図1_映画「ファーザー」(公式ページより)図1:映画「ファーザー」(公式ページより)

2. アルツハイマー病の診断

 では我々、医師はアルツハイマー病の方をどのように診断しているのだろうか。
 まずは物忘れなどの訴えで来院されたご本人とご家族から、どのような症状がいつから始まり、どのように変化しているかを問診する。多くの場合、付き添いのご家族より「いつとははっきりしないが半年くらい前から、同じことを何度も聞き返すようになり、段々と目立つようになってきた」といった話が聞かれる。本人は多少の物忘れの自覚はあるものの、あまり困った様子はない。むしろ家族の話を聞いて、「そんなにひどいか?」と聞き返す。「以前は息子家族のために買い物や夕食の準備をしていたが、徐々にできなくなった」とか、「病院や銀行に一人で行けなくなった」といった症状のため、ご家族は「これはただの物忘れではない」と思い来院したのだといった話が聞かれる。ご本人だけでなく、ご家族にも問診することが、特に早期のアルツハイマー病の診断では重要である(図2)1)

図2_https://www.bri.niigata-u.ac.jp/research/column/230104column_Dr.Kasuga_2_1.jpg図2:本人を良く知る情報提供者からの情報は、アルツハイマー病の早期診断に有用である(新潟大学脳研究所ウェブサイトより)

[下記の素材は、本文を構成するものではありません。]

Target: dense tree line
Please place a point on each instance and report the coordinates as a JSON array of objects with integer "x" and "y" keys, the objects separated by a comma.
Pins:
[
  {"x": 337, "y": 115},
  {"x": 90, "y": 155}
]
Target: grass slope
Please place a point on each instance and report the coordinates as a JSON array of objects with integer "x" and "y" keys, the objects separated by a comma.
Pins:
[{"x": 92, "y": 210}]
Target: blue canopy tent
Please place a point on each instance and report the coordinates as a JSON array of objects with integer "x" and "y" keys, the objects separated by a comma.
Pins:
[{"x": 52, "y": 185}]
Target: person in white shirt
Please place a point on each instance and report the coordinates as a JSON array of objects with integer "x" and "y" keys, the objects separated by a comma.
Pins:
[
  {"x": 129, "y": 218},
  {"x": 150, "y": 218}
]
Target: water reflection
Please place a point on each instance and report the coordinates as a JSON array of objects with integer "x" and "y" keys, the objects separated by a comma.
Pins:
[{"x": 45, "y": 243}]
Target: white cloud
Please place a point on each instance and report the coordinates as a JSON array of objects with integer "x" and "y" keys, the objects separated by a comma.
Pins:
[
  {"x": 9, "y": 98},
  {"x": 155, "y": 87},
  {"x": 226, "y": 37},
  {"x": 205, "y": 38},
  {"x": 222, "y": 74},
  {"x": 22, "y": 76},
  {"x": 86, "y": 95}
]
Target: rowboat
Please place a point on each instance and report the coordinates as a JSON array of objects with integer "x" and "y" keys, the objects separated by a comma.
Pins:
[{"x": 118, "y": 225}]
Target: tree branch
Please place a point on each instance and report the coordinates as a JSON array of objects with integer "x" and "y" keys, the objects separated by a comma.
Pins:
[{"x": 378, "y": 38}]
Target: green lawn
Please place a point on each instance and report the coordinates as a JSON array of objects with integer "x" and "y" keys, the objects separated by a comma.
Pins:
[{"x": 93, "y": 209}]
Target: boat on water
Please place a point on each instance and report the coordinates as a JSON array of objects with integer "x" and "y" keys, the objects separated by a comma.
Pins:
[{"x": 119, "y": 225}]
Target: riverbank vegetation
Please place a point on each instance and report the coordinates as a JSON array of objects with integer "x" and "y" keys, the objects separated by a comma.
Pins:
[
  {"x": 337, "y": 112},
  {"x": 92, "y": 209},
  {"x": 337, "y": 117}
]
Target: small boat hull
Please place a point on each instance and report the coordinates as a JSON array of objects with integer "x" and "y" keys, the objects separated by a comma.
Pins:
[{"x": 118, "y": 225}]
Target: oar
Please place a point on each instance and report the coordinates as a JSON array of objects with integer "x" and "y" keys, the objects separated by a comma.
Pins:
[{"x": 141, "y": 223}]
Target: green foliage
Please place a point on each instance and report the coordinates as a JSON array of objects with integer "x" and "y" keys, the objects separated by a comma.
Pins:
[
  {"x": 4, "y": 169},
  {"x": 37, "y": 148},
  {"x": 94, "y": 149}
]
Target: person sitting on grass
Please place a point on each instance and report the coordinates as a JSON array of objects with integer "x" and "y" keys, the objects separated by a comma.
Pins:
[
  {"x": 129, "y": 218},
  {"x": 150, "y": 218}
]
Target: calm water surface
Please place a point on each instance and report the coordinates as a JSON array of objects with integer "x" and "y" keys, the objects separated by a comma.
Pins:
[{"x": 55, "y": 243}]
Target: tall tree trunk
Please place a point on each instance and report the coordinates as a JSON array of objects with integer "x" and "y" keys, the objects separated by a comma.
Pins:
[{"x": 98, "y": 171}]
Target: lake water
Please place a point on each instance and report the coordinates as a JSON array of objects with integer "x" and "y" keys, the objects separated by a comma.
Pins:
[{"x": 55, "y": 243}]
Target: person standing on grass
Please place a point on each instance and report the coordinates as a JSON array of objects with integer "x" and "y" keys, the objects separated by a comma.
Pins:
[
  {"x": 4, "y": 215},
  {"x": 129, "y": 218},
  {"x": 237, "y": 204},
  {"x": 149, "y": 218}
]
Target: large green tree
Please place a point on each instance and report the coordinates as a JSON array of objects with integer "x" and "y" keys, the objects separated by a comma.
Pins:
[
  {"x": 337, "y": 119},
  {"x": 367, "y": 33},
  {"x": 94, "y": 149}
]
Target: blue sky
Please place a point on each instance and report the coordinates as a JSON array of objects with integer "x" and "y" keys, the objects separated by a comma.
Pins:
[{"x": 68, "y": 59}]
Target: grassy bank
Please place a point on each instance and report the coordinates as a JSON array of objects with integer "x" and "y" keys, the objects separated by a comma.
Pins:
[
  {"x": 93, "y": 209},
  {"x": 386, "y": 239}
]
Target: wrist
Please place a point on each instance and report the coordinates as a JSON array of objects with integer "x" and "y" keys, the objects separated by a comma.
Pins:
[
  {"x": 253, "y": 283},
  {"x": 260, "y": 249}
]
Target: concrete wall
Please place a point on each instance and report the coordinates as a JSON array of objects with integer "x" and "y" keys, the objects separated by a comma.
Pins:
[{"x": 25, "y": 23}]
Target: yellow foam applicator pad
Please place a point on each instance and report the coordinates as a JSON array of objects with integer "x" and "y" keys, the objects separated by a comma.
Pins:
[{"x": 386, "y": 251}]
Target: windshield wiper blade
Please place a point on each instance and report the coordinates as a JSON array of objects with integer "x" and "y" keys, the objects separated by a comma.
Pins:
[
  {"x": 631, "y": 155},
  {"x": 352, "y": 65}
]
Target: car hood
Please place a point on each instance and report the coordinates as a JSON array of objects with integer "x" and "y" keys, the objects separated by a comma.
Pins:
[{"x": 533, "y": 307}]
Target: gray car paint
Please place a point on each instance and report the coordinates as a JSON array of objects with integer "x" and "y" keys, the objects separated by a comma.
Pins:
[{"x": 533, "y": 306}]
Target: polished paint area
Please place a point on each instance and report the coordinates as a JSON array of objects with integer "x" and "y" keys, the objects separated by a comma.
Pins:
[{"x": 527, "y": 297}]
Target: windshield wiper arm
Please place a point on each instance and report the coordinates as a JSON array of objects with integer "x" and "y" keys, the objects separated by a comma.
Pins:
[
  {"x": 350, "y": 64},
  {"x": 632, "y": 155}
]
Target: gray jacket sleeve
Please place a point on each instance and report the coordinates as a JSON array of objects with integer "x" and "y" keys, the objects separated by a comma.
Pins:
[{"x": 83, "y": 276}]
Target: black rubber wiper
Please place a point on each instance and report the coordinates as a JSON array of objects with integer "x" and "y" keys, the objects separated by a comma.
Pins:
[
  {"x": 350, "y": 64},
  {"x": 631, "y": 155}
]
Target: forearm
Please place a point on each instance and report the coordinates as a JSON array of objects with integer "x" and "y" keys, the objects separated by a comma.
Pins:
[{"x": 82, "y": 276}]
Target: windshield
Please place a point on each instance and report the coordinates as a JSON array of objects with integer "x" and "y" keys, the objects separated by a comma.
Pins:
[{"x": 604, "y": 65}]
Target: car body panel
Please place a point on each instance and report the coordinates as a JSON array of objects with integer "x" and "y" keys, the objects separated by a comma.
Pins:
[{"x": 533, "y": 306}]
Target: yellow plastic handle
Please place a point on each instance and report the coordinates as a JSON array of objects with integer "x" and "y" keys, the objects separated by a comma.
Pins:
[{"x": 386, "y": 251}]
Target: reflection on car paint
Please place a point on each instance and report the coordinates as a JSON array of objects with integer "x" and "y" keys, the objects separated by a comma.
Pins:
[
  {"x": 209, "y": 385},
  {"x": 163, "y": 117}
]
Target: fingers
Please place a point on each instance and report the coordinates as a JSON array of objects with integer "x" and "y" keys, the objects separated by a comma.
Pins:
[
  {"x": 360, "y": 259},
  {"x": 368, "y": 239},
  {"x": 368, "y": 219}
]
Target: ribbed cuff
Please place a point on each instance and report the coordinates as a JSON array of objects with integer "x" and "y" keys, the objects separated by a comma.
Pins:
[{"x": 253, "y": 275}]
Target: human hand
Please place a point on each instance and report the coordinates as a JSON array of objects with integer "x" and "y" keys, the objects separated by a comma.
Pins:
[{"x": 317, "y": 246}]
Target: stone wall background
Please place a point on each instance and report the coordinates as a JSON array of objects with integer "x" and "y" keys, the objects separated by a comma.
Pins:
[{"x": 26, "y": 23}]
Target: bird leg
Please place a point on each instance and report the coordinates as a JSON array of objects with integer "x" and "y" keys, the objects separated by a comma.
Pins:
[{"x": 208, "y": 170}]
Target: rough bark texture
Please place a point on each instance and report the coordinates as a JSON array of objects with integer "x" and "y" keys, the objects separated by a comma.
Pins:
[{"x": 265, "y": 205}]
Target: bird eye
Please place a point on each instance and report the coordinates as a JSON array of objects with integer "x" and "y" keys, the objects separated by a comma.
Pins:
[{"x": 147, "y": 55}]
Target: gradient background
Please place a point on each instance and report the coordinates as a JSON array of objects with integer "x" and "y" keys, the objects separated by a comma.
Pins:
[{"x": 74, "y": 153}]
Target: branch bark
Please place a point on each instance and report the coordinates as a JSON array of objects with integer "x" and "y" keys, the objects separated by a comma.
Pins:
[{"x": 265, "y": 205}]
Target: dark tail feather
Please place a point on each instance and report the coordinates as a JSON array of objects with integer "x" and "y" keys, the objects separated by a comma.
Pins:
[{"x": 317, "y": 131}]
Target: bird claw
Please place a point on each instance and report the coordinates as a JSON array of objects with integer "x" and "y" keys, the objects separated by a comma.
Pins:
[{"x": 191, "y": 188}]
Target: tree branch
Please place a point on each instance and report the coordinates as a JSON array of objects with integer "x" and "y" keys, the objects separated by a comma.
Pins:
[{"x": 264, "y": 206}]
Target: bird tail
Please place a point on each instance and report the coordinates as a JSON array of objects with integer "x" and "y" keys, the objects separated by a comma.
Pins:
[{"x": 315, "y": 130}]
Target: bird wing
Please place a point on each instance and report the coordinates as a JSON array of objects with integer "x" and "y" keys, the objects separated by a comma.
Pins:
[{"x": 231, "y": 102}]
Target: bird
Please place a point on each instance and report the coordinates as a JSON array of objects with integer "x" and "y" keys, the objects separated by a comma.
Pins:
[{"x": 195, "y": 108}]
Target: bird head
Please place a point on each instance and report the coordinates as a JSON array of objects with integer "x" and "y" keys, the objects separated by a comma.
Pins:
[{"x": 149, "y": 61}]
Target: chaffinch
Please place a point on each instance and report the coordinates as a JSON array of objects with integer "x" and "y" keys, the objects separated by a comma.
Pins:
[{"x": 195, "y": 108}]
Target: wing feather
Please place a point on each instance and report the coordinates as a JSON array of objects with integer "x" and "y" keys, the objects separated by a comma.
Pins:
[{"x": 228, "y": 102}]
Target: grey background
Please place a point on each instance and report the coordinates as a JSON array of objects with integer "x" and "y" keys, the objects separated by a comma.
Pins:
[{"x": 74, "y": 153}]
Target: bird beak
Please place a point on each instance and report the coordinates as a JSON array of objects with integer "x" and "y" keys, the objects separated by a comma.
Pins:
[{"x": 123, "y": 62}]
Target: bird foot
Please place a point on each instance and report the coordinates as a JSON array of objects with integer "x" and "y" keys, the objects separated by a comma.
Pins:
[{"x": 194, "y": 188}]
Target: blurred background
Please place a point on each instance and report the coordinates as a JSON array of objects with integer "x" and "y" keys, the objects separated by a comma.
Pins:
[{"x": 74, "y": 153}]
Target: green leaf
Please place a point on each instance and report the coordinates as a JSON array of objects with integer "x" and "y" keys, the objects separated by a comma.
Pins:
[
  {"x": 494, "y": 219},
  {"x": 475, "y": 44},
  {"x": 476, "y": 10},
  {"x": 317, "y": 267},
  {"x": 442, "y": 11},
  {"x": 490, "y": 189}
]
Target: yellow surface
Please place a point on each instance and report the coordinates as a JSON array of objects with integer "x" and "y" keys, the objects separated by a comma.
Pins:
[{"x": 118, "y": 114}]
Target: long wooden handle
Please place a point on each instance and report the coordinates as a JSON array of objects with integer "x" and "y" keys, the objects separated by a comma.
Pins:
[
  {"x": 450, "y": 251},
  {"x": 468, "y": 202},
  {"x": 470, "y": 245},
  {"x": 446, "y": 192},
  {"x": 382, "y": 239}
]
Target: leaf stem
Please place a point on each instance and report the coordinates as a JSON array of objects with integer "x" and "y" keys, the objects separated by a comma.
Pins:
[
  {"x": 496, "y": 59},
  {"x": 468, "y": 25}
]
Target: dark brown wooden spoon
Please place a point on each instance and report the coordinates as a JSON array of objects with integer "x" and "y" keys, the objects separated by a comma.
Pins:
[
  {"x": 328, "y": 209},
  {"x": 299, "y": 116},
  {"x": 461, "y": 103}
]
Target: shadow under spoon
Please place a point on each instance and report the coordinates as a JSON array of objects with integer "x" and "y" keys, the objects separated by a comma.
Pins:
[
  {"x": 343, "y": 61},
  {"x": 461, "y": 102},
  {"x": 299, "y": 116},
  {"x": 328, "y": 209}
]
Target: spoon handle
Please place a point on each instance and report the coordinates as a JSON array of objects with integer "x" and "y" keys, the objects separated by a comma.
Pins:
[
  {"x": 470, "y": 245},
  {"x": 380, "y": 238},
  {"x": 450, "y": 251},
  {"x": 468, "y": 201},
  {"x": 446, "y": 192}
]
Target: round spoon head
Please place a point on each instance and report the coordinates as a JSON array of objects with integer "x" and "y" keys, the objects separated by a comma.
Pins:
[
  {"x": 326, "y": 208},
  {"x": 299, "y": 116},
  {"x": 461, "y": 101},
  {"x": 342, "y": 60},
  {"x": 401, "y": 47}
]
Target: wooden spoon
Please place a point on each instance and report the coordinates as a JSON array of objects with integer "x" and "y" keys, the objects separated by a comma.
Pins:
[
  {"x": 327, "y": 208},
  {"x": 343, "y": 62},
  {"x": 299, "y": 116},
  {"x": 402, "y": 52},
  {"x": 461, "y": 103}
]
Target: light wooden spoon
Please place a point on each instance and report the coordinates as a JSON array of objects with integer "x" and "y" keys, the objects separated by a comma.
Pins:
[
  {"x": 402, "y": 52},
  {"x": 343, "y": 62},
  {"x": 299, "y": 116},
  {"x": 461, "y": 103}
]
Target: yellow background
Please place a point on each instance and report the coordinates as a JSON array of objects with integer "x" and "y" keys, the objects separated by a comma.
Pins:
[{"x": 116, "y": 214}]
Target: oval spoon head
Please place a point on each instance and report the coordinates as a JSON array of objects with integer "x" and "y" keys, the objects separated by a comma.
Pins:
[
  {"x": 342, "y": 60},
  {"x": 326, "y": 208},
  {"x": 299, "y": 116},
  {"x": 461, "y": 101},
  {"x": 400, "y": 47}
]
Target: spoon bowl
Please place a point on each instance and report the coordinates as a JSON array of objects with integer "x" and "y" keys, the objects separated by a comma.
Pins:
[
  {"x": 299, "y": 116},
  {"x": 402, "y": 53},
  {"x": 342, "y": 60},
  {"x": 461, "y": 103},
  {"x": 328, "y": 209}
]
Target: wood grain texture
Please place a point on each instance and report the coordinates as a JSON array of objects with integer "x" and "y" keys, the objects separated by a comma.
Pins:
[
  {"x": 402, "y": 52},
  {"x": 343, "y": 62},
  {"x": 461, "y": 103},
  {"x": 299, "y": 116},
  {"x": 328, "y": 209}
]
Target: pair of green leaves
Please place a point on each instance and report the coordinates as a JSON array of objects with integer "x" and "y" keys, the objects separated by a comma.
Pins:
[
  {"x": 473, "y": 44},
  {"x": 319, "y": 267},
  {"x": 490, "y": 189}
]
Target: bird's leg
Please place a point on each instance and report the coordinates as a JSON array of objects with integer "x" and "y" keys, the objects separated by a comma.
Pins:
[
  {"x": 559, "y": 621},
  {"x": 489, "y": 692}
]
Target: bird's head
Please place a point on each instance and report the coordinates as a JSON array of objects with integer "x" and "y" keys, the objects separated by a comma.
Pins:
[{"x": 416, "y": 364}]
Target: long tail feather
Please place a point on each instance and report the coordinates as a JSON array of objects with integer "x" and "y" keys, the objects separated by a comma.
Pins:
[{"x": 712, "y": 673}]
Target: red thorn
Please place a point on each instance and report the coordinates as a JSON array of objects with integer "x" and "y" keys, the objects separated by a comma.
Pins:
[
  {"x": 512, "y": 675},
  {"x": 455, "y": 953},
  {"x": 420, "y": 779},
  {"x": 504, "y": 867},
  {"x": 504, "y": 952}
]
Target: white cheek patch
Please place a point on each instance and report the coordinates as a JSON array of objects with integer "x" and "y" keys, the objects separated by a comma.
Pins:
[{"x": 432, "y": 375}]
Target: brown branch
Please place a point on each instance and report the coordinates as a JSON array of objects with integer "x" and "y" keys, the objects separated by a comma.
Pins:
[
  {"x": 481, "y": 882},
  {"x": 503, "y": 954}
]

 次に、診察により認知機能を客観的に評価する。たとえば梅・犬・自動車など脈絡のない単語を記憶してもらい、数分後に思い出してもらう。こうして確認された認知機能の低下によって生活に支障を来している場合、我々は「認知症」と診断し、さらにその原因の評価へと進む。
 高齢者(65歳以上)の認知症の原因の約7割、若年者(65歳未満)の認知症の原因の約5割がアルツハイマー病である。このように認知症の原因の大半がアルツハイマー病のため、一般の方からは「認知症=アルツハイマー病」と誤解されることもあるが、アルツハイマー病以外の原因で認知症になることもある。ではなぜ認知症の原因を評価する必要があるのだろうか?原因により治療や介護、その後に出現する症状や、進行の速さなどが異なるためである。血液検査により認知機能に影響するホルモンやビタミンに異常がないかを確認する。脳MRIなどにより脳がやせていないか(萎縮していないか)、特に記憶に重要な海馬がやせていないかを確認する。また、脳梗塞などアルツハイマー病以外の脳疾患を疑わせる異常がないかを確認する。こうして我々は「アルツハイマー病による認知症」と診断する。

3. アルツハイマー病の脳内病態と治療

 現在、アルツハイマー病による認知症に対しては、元気がなくなった脳の神経細胞の働きを助ける薬剤(コリンエステラーゼ阻害薬やグルタミン酸受容体拮抗薬)が使用されている。しかし、これらの薬剤は、神経細胞の元気がなくなる原因を取り除く薬剤ではないため、病気の進行を止める効果はないと考えられている。これまでの研究により、アルツハイマー病では、アミロイドβ(Aβ)とタウと呼ばれる2つのタンパク質が脳内に過剰に蓄積することで、神経細胞の元気がなくなると考えられている。筆者は留学中にアルツハイマー病のモデルマウスを作成した。このモデルマウスでは、脳内でのAβの産生を自在にon/offでき、Aβの産生をoffにすると、確かに認知機能が改善した2)。現在は、脳の中からAβやタウを取り除き、アルツハイマー病を根本から治療する薬剤の開発が進められている。

4. 脳脊髄液を用いたアルツハイマー病の診断

 さて、話題をアルツハイマー病の診断に戻そう。我々は、脳を取り囲む脳脊髄液を用いたアルツハイマー病の診断に力を入れている。脳脊髄液を解析することで、脳内にAβやタウが溜まっているかどうかが分かるからである3)。この脳脊髄液によるアルツハイマー病の診断補助は、ヨーロッパを中心に世界中の認知症診療で活用されている4)。日本国内の認知症診療の専門施設38か所で行った共同研究において、我々は脳脊髄液を解析した。驚くべきことに「アルツハイマー病による認知症」と診断された症例のうち、実に4割はAβやタウの蓄積を認めない「非アルツハイマー病」パターンを示した(図3)5)。すなわち、前述のように問診・診察により認知症の原因としてアルツハイマー病を強く疑い、さらにMRIなどでアルツハイマー病以外の原因を除外したつもりでも、正しく診断できていたのは6割に留まっていたと解釈できる。今後、Aβやタウを取り除く薬剤が認知症診療の現場に登場した際、臨床症状や除外診断によって「アルツハイマー病による認知症」と診断された症例にこれらの薬剤を投与しても、4割は「空振り」に終わる可能性があるのだ。そのため、Aβやタウを取り除く薬剤の使用に際しては、脳内のAβやタウの蓄積を検出する検査が必須となることが予想される。脳脊髄液は、患者さんから採取するために腰椎穿刺という特別な処置が必要である。そのため、より簡便な血液検査でAβやタウを検出する方法の開発が進められている6)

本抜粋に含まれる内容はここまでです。